I understand people’s gripes with the game and share many if not most of them: the points of interest are too few and too similar, vendors don’t carry nearly enough credits, resource management and base management is a pain, questionable writing, useless maps, the list can go on. I absolutely agree that the game deserves the criticism it’s been receiving since its release in September, though definitely not all of it.

The main story has its ups and downs, the characters are typical, but overall it has one of the most unique new game plus tie-ins I’ve ever experienced. And though some faction questlines left me with a sour taste in my mouth, each one was unique albeit completely nonconvergent, which leads me to believe there is much more to Starfield Bethesda has planned. But for all its faults, shortcomings, and good old Bethesda jank, I can’t say I've ever played a game at this scale and with this level of detail.

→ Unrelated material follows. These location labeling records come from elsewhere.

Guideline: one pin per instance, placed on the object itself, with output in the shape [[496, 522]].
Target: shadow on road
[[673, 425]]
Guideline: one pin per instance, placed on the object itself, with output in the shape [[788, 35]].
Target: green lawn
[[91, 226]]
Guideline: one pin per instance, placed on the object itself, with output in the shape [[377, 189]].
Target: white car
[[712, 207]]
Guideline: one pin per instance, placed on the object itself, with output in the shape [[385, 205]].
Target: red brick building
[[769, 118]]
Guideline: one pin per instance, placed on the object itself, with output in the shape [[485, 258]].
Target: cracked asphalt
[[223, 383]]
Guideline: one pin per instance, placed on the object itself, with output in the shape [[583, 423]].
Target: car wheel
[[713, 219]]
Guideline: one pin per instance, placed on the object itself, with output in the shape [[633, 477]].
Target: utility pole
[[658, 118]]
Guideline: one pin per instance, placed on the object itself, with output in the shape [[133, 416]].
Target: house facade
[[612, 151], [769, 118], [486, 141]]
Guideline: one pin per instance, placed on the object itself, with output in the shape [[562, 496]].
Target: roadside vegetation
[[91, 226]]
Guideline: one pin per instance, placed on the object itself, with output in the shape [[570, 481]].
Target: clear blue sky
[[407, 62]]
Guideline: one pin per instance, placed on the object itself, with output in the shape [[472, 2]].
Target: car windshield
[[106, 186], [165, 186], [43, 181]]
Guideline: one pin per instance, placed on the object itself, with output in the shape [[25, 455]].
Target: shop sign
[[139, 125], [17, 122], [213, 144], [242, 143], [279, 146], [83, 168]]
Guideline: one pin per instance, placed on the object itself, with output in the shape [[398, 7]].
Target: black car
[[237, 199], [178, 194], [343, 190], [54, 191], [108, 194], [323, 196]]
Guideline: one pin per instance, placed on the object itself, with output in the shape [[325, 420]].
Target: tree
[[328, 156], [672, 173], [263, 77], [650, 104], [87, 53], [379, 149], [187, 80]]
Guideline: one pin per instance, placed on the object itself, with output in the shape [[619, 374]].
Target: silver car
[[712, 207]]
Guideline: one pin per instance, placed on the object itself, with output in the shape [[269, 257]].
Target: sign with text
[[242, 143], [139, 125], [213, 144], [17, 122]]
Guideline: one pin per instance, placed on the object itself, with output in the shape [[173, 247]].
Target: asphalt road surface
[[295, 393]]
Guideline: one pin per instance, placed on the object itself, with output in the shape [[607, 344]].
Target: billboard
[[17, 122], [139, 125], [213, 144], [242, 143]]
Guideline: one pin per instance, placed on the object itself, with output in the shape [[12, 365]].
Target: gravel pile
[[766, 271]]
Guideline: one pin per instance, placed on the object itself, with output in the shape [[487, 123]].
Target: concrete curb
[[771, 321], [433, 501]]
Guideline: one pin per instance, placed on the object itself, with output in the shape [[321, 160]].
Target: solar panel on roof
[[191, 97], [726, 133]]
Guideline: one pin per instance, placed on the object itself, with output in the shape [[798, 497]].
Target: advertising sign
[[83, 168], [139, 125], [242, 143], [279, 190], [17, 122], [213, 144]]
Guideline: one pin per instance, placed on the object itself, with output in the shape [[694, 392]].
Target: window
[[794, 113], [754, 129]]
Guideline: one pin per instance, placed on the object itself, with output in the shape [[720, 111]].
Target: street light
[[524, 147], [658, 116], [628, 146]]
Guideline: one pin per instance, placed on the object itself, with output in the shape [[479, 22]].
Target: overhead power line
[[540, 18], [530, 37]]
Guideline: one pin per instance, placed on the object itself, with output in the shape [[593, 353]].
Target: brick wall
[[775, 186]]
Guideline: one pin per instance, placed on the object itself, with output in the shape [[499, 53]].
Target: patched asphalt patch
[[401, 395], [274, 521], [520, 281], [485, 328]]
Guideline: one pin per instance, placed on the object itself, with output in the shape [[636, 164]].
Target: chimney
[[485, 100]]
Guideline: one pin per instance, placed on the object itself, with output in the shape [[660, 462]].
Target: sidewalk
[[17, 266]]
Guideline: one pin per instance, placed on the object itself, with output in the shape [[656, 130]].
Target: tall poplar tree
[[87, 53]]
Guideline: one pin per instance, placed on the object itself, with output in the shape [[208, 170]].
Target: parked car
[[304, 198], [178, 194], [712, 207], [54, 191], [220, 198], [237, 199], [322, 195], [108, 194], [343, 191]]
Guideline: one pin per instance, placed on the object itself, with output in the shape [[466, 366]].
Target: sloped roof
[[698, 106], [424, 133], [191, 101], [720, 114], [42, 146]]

I can land at Neon, go to the Astral Lounge and pickpocket some unsuspecting corpo executive, take my ship back to the seaside settlement I built on some other remote planet where I can tend to my greenhouse where I grow hallucinogenic plants that I can harvest to upgrade parts of my laser rifle. Then I can dock with an orbital space station where I can upgrade the missile and shield systems on my spaceship, take a contract to hunt down some space pirates, then land at the wreckage of their obliterated ships where I can scavenge them for more resources. And when all is said and done, I can look up at the enormous gas giant I’m orbiting on the tiny frozen moon I’m standing on and watch in real time as the sun rises over the horizon. Sure, there are other games where you can do all those things, but not at the scale that you can do it in Starfield.

Starfield isn’t perfect, I never expected it to be, and I don’t expect it ever will be. It didn’t change my life or my perception of video games, and it didn’t really make me ask or think about any profound questions about humanity’s place in or among the stars. But there is no other game where I can get what I wanted out of it this year other than Starfield.